Phase B: The data trend is accelerating in its ascent, and growth is occurring above year-ago levels. This is the second positive phase of the business cycle.
Phase C: A decline is in place. The data trend is decelerating in its ascent or has stopped its rise, but it is still above last year. This is the first negative phase of the business cycle.
Phase D: The data trend is in recession at levels below the year-earlier level. This is the final phase and the second negative phase of the business cycle.
Data as of December 2012.
“The ITR Trends 10 compares the current cyclical status of 10 major benchmarks of macroeconomic activity as they move through this business cycle and into the next,” says Jeff Dietrich, senior analyst, ITR. “Think of the Trends 10 as a train with 10 cars.
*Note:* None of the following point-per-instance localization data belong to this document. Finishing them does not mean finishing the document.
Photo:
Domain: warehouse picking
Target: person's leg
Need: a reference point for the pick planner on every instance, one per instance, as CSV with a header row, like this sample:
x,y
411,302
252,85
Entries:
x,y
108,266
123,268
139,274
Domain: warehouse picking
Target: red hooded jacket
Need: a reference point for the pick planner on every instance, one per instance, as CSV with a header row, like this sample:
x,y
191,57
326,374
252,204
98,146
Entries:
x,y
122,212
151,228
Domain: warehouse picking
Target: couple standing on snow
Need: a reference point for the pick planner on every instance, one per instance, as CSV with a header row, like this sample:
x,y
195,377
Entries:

The majority of the ‘cars’ have gone through a soft landing for the 2012-2014 cycle. Note that not all of the remaining cars will go down into a hard landing. Many are likely to pass through a low between Phase C and Phase B without going into Phases D and A. This is the essence of the soft landing we are projecting for this business cycle.”
The U.S. construction sector, in addition to the overall economy, will continue to accelerate at a mild pace throughout 2013, according to the ITR Trends 10 report from ITR Economics. “2013 will be better than 2012,” says Jeff Dietrich, senior analyst. “2013 will see changes in taxes, but the economy overall is relatively stable and still growing, albeit at a milder pace than many would like. … There is no quick fix for construction, or this economy.”
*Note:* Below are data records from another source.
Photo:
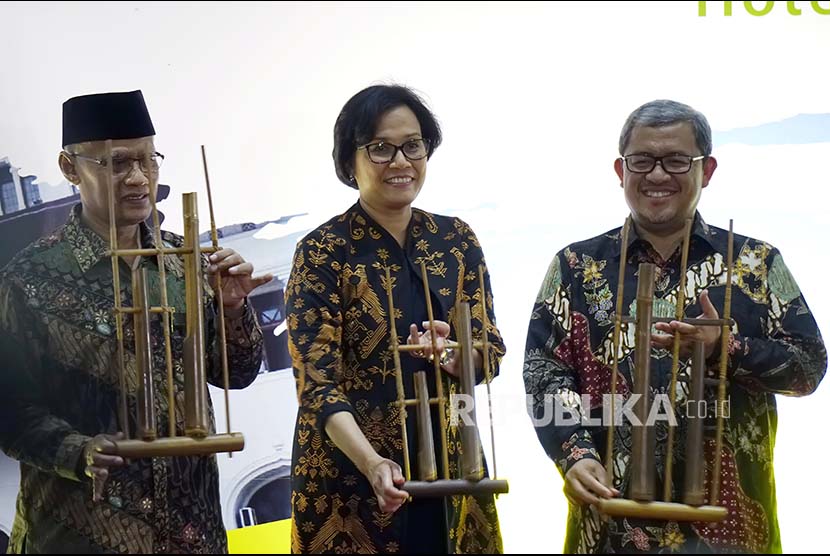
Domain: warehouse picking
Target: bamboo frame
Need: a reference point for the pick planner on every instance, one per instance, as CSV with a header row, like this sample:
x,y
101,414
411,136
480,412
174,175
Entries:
x,y
641,502
471,480
197,439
According to the ITR Trends 10 report, nonresidential construction and housing are poised to enter Phase C of the business cycle, meaning they will continue to grow, but at a slower pace. “Phases B and C are growth phases of the business cycle,” Dietrich explains. “Construction trends are accelerating out of their steep recessionary hole, especially housing, which is up more than 28 percent from one year ago.”
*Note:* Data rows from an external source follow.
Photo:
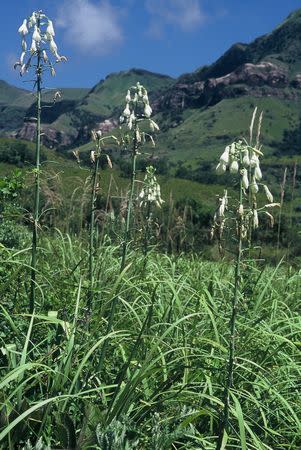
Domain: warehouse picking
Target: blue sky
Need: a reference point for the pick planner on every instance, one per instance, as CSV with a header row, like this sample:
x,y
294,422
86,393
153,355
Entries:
x,y
166,36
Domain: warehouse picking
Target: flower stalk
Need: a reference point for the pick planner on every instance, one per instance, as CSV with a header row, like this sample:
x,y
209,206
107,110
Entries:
x,y
136,112
36,29
243,161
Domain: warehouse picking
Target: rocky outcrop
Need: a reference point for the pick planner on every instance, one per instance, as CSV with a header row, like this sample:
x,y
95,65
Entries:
x,y
50,137
263,79
107,125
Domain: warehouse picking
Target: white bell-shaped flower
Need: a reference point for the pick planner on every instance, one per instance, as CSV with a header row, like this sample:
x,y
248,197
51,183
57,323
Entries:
x,y
128,96
53,46
254,186
147,111
44,56
234,166
246,159
126,112
36,35
23,28
257,172
33,47
221,168
50,29
268,194
245,179
225,155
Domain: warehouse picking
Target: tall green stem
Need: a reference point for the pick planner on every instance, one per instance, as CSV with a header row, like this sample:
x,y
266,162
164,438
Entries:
x,y
37,185
92,232
124,246
224,421
129,206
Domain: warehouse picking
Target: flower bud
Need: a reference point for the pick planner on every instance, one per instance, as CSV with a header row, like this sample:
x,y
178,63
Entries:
x,y
232,149
44,56
254,186
254,161
22,58
245,179
23,30
36,35
234,166
53,46
126,112
154,126
221,168
128,96
257,172
255,219
33,47
147,111
50,29
23,69
246,159
225,156
268,194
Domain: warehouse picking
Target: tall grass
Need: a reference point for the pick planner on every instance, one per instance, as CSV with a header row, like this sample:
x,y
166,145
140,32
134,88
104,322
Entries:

Nonresidential construction segments currently on the rise include commercial construction, private higher education, private health care, office and private lodging. The exception is publicly funded nonresidential projects, which are in Phase D of the business cycle and remain below year-ago levels.
“State, local and even federal projects not already funded have been put on hold,” Dietrich says. He points to three causes: slow employment gains, inflation that is at pace with wage increases, and a disappearance of stimulus dollars. “It’s more likely that federal projects will go forward than state and local, which are still battling huge deficits left over from the recession. A bottom is forming, but it will be another two years before cities, towns and municipalities feel like they can open the coffers and spend more.”
ITR forecasts that nonresidential construction will move through Phase C in 2013, growing at a mild pace, before experiencing a soft landing by mid-2014. Housing, on the other hand, “may be flat in 2014, but nothing like 2008,” Dietrich says.
As the glass industry continues to dig out from the recession, Dietrich encourages companies to be smart and not shy away from investing. “The world rebooted in 2008 for many industries, but did not die. Many are coming out stronger, wiser and more profitable than before. It can be done.
“The next several years will see ongoing growth in construction sectors,” he says. “Glass industry members need to focus on providing better products at competitive prices with exceptional service. … Work on relationships in 2013. Watch your balance sheets, control inventory, and increase market share, and revenues will rise in 2014. Offer new products and/or services, and increase your sales team,” Dietrich advises.